Voice user interfaces like Siri and Alexa have improved in some ways, but in many other ways are similar to IVR phone systems from the 1970s. This book goes through various things to look out for while designing them. For example:
- Be as brief as possible and use visual mode to display lots of information.
- How to provide feedback that to the user that he was understood.
- Ways of confirming an action explicitly or implicitly, and what are the tradeoffs.
- Handling different types of errors like no speech, or out-of-grammar response, ambiguity.
- Designing around ASR features like endpoint detection, barge-in, correcting for similar sounding words with N-best lists.
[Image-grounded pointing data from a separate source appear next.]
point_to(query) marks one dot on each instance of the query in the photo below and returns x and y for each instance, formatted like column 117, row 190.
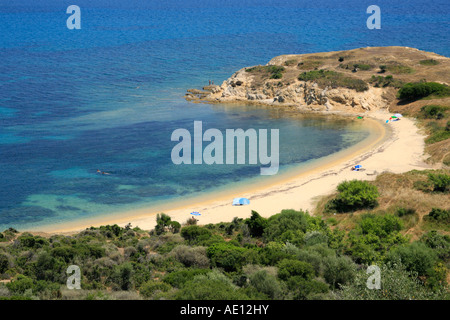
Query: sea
column 109, row 95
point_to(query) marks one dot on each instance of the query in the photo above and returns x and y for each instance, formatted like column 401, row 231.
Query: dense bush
column 291, row 255
column 195, row 234
column 373, row 237
column 289, row 225
column 354, row 195
column 256, row 224
column 415, row 257
column 288, row 268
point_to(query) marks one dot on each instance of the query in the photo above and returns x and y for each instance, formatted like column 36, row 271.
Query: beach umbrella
column 240, row 201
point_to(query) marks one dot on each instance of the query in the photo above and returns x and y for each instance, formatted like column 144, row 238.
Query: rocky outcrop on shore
column 282, row 87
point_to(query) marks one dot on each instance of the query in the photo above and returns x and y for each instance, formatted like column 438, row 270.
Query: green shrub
column 416, row 257
column 396, row 284
column 266, row 283
column 178, row 278
column 227, row 256
column 401, row 212
column 195, row 234
column 150, row 288
column 289, row 268
column 191, row 256
column 418, row 90
column 211, row 286
column 339, row 271
column 256, row 224
column 354, row 195
column 289, row 225
column 4, row 263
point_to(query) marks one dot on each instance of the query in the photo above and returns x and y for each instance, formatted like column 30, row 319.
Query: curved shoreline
column 399, row 150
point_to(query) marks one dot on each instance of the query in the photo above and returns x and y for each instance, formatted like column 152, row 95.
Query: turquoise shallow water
column 108, row 96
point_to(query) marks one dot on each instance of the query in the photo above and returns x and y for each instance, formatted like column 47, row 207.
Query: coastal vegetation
column 418, row 90
column 398, row 222
column 290, row 255
column 273, row 72
column 429, row 62
column 382, row 82
column 333, row 79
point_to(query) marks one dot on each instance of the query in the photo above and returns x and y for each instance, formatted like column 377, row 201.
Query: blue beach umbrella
column 240, row 201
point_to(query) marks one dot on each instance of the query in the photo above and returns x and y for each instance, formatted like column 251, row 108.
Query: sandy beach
column 398, row 147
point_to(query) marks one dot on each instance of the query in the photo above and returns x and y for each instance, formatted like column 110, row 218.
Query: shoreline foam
column 397, row 151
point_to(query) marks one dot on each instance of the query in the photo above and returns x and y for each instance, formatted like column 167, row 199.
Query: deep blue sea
column 109, row 95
Most of the advice is somewhat obvious when pointed out, but are subtle and can easily be missed if you’re not experienced. For example, when asking to choose between two items, it’s bad to say “What would you like? We have A and B” because user might barge-in after the question; better to put the question at the end. The design mindset is quite different from engineering: most of the suggestions are quite trivial from a technical perspective, that engineers don’t even think about, but can make a big difference to customer experience.
I skimmed the book as it’s only slightly relevant to my work. Still, interesting to see how the product designer has to deeply understand at a high level the characteristics and limitations of the underlying speech technology, so that he can design around them (but he needn’t be concerned with the exact details of how ASR systems work).